Massie's Big Adventure

My dog has learned to do lots of tricks, but his best by far is when he lays on the sad eyes whenever he senses that I am going to leave him behind while I take a little holiday.  So recently, I have made an effort to bring him along where its practical.  Even still, he just jumps in the truck as if to say "Don't expect me to be all happy and tail wagging - this is just what I expect, oh, and would you happen to have a treat for me?"

This weekend, David was competing in the Mont Tremblant Ironman competition, so I booked us a dog friendly hotel and packed some kibble.  Massie has this nervous thing about shiny floors, and it seems as though every hotel lobby has a shiny floor.  He puts his head down, treads ever so cautiously, and darts from side to side.  This of course makes carrying luggage a little tricky, but it's only a warm up for the elevator shuffle.  I guess if I could get inside his head, I would also have trouble rationalizing this box that you get into, the rumble, the undefinable movement, and the whole new place when the door opens.

On our first night in the "summerized" ski village at Tremblant, we got Massie settled in the room with his food and some water while we went out to get a bite of human food.  Back come the sad eyes when he realizes that he is going to be left behind for a few hours.  But nothing prepared me for what would happen.  While we were at dinner, fireworks started.  Massie hates fireworks and thunder.  So I started to think that maybe I should return to the hotel to make sure he was OK.  Before I could get the check and leave, I got a call from the hotel.  Massie had let himself out of the room, and had made some friends in another room.  How a dog opens a door that swings inward is beyond me, but he did it.

The next day, we went out for a walk on the ski hill so that Massie could take care of a few bodily functions and explore every piece of grass where another dog had previously tinkled.  We came upon a gondola that provided transportation over the top of the hill to the casino.  Massie tentatively boarded the car, and off we went.  Again, I'm sure his little dog brain was having one heck of a time figuring this new series of sensations out, but he was pretty good.  He did stay close and held onto me for dear life, but I think he enjoyed the experience.
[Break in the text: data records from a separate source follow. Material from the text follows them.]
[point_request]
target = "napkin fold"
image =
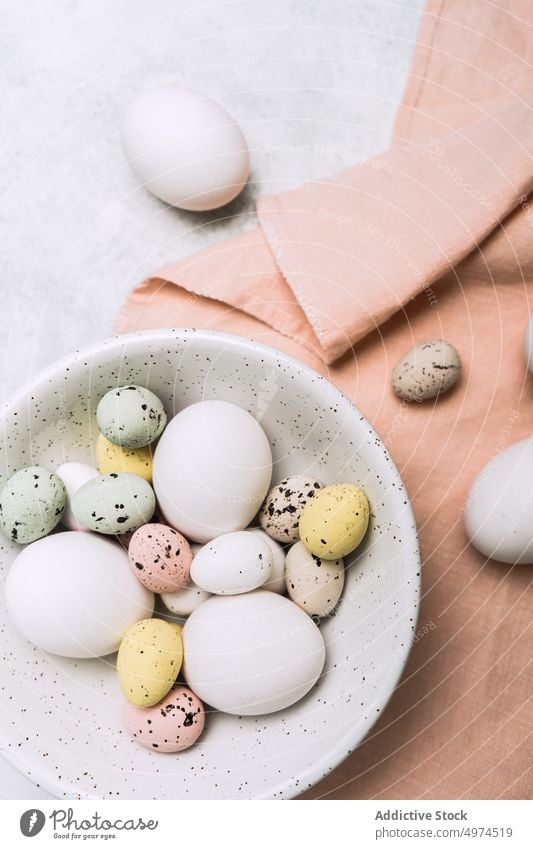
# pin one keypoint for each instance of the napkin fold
(434, 238)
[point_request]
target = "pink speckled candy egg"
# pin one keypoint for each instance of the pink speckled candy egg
(160, 557)
(174, 724)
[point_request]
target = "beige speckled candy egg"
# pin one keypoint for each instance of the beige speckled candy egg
(160, 557)
(113, 458)
(114, 504)
(149, 660)
(32, 502)
(313, 584)
(131, 416)
(172, 725)
(280, 514)
(334, 522)
(427, 370)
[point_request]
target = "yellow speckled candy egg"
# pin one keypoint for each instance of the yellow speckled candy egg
(334, 522)
(113, 458)
(149, 661)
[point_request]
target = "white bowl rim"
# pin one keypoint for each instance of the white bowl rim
(325, 764)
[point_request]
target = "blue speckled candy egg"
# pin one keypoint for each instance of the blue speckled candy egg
(131, 416)
(31, 504)
(114, 504)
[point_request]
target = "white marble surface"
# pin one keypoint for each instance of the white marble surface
(314, 83)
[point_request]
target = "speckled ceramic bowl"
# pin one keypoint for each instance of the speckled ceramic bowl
(60, 721)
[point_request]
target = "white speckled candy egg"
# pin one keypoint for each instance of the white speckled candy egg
(212, 470)
(74, 475)
(74, 594)
(427, 370)
(32, 503)
(232, 563)
(182, 602)
(114, 504)
(276, 582)
(498, 513)
(131, 416)
(273, 653)
(185, 148)
(172, 725)
(280, 514)
(313, 584)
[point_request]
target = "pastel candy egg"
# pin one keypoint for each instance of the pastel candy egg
(114, 504)
(131, 416)
(232, 563)
(280, 514)
(276, 582)
(74, 475)
(334, 522)
(149, 660)
(32, 503)
(172, 725)
(182, 602)
(212, 470)
(251, 654)
(160, 558)
(73, 594)
(427, 370)
(313, 584)
(113, 458)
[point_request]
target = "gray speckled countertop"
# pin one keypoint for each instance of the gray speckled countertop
(314, 84)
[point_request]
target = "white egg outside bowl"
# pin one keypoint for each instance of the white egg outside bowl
(60, 722)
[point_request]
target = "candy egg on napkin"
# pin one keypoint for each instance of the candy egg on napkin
(232, 563)
(280, 514)
(32, 503)
(212, 470)
(313, 584)
(149, 660)
(335, 521)
(114, 504)
(498, 514)
(251, 654)
(73, 594)
(131, 416)
(74, 475)
(172, 725)
(160, 557)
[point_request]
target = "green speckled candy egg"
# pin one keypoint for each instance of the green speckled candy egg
(114, 504)
(149, 660)
(131, 416)
(31, 504)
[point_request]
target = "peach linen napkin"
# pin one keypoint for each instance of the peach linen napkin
(433, 239)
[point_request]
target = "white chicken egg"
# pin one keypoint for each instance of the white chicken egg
(212, 469)
(185, 148)
(232, 563)
(75, 595)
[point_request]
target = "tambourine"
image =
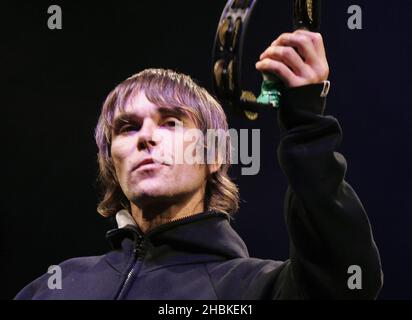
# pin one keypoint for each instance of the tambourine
(227, 56)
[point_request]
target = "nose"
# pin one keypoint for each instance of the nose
(145, 139)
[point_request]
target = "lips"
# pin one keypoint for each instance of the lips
(147, 161)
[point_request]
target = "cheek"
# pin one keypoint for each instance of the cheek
(120, 152)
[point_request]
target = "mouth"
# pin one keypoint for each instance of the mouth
(147, 164)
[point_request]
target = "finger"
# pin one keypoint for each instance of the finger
(278, 68)
(288, 56)
(317, 40)
(302, 43)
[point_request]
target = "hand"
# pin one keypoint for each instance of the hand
(297, 58)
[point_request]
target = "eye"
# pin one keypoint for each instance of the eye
(128, 128)
(172, 122)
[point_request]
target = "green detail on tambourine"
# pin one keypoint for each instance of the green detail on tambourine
(269, 94)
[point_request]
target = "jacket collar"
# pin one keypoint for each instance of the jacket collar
(204, 237)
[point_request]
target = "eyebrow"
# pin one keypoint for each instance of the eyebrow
(126, 117)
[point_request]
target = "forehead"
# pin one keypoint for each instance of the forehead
(139, 106)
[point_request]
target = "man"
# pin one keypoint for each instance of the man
(174, 240)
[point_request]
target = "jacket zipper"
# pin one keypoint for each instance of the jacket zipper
(138, 253)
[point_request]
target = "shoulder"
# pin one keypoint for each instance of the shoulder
(52, 284)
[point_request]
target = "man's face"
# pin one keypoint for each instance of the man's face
(143, 131)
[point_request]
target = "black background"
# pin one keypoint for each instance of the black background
(53, 83)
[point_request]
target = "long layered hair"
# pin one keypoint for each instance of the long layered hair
(171, 89)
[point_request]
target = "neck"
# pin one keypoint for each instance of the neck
(159, 212)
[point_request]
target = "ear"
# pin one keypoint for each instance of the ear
(214, 167)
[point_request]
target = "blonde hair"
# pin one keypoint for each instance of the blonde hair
(170, 89)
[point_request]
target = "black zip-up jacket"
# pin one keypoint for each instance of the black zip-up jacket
(202, 257)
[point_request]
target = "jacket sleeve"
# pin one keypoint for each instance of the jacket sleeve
(328, 227)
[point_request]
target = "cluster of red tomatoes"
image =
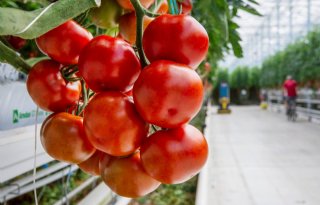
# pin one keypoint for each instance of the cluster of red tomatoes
(112, 137)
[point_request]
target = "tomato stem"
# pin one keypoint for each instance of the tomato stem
(84, 95)
(140, 13)
(173, 7)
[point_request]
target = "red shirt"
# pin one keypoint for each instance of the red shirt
(291, 88)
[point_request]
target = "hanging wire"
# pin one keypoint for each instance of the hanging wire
(35, 158)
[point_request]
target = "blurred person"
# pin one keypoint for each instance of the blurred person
(290, 92)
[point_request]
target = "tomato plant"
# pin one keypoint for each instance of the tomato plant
(175, 155)
(65, 42)
(185, 5)
(107, 15)
(119, 171)
(158, 89)
(126, 4)
(16, 42)
(49, 90)
(178, 38)
(92, 165)
(63, 138)
(113, 125)
(108, 63)
(163, 8)
(128, 24)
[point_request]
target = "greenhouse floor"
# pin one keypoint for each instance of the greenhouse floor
(259, 158)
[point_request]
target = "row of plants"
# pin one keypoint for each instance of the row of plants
(216, 16)
(299, 59)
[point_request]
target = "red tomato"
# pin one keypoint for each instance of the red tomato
(107, 15)
(109, 63)
(126, 4)
(49, 90)
(16, 42)
(65, 42)
(174, 156)
(207, 67)
(168, 94)
(179, 38)
(186, 6)
(113, 125)
(64, 139)
(126, 177)
(91, 165)
(128, 24)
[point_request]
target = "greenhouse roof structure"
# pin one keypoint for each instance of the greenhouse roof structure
(282, 22)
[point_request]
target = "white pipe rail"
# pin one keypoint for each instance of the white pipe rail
(305, 105)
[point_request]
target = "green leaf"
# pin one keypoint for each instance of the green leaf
(249, 9)
(7, 55)
(31, 24)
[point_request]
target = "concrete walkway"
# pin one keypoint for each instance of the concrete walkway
(258, 158)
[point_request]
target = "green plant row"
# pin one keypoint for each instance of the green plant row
(300, 59)
(240, 78)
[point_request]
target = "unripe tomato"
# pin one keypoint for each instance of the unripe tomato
(107, 15)
(174, 156)
(108, 63)
(179, 38)
(113, 125)
(126, 177)
(126, 4)
(128, 24)
(186, 6)
(49, 90)
(65, 42)
(91, 165)
(64, 139)
(168, 94)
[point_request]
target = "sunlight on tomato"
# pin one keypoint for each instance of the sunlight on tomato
(49, 90)
(65, 42)
(126, 177)
(174, 156)
(168, 94)
(178, 38)
(64, 139)
(128, 24)
(109, 63)
(107, 15)
(113, 125)
(126, 4)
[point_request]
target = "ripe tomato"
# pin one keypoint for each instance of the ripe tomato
(107, 15)
(179, 38)
(49, 90)
(126, 4)
(186, 6)
(91, 165)
(174, 156)
(128, 24)
(113, 125)
(119, 171)
(163, 8)
(64, 139)
(160, 88)
(108, 63)
(65, 42)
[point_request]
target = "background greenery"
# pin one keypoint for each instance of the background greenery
(217, 16)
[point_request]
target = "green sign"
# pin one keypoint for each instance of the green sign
(16, 115)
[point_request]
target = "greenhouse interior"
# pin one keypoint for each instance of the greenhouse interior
(159, 102)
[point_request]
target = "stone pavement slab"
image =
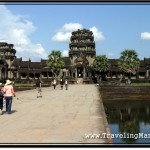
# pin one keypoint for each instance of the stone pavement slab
(60, 116)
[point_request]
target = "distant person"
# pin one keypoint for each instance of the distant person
(61, 84)
(38, 87)
(66, 84)
(1, 98)
(8, 94)
(54, 83)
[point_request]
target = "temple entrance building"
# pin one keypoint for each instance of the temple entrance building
(78, 65)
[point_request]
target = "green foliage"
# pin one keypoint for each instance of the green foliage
(55, 61)
(129, 61)
(101, 63)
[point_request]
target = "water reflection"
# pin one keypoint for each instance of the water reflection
(128, 117)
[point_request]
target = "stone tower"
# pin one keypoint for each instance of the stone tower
(82, 52)
(7, 56)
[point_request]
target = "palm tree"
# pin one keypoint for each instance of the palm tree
(101, 66)
(129, 62)
(55, 62)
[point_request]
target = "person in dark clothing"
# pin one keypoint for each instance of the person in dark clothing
(1, 99)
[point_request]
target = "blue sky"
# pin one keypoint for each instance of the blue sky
(35, 30)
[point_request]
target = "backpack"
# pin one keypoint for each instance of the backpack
(1, 94)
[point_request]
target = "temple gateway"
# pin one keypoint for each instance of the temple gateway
(78, 66)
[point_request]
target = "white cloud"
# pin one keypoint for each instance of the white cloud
(64, 33)
(71, 27)
(15, 29)
(145, 35)
(65, 53)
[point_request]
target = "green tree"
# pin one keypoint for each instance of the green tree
(55, 62)
(129, 62)
(101, 66)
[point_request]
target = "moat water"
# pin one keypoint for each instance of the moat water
(130, 119)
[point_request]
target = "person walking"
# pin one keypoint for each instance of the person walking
(8, 94)
(54, 83)
(1, 99)
(61, 84)
(38, 87)
(66, 84)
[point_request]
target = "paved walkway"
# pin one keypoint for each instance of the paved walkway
(60, 116)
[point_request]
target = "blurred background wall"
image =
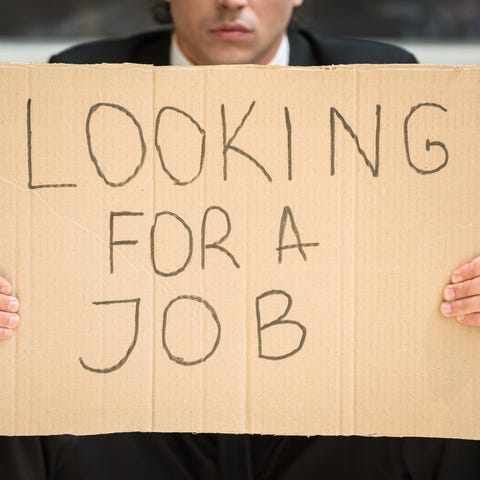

While Dave was doing his big athletic event, I thought I would explore Mt. Tremblant National Park.  I was hoping to find a trail that we could get some exercise on.  I was about 20 minutes into the park driving in my vehicle when a warden pulled me over to tell me that I had to leave the park because no dogs were allowed in this park.  Never heard of a park that you couldn't drive through with a dog.  We were given a police escort to the park entrance.  Massie was oblivious to the whole thing.

The picture above is Massie doing one of his favourite things on road trips.  He will put his nose against the window, which is to tell me to roll down the window so that he can take big gulps of air.  When he's had enough, he will do his most favourite thing and lie down, sprawled in the back seat until the next treat stop.

Tuesday, August 12, 2014

An angel in black

Yesterday, I got up out of my office chair and had the most intense spasm in my back.  It was so severe that I had to sit down.  I tried a few stretches, but I could barely straighten my back. 

I hobbled home and took an anti-inflammatory and a muscle relaxer and propped myself in front of the TV hoping the drugs would make it go away.  The drugs did make me sleep a full 12 hours, but in the morning my back was still sore when I stood up. 

Around 11:00 this morning, I received a text message from Natalie, our wonderful spa director, and asking me if I wanted to have a massage in a gazebo at 11:30.  Of course I said yes - a massage opening in August in a gazebo is a more rare than a solar eclipse. 

When my therapist came to get me I read her name tag - her name was Angela.  Angels are there when we need them but more often than not, we just don't recognize them.  My back is fully recovered.  Thank you Angela and Natalie.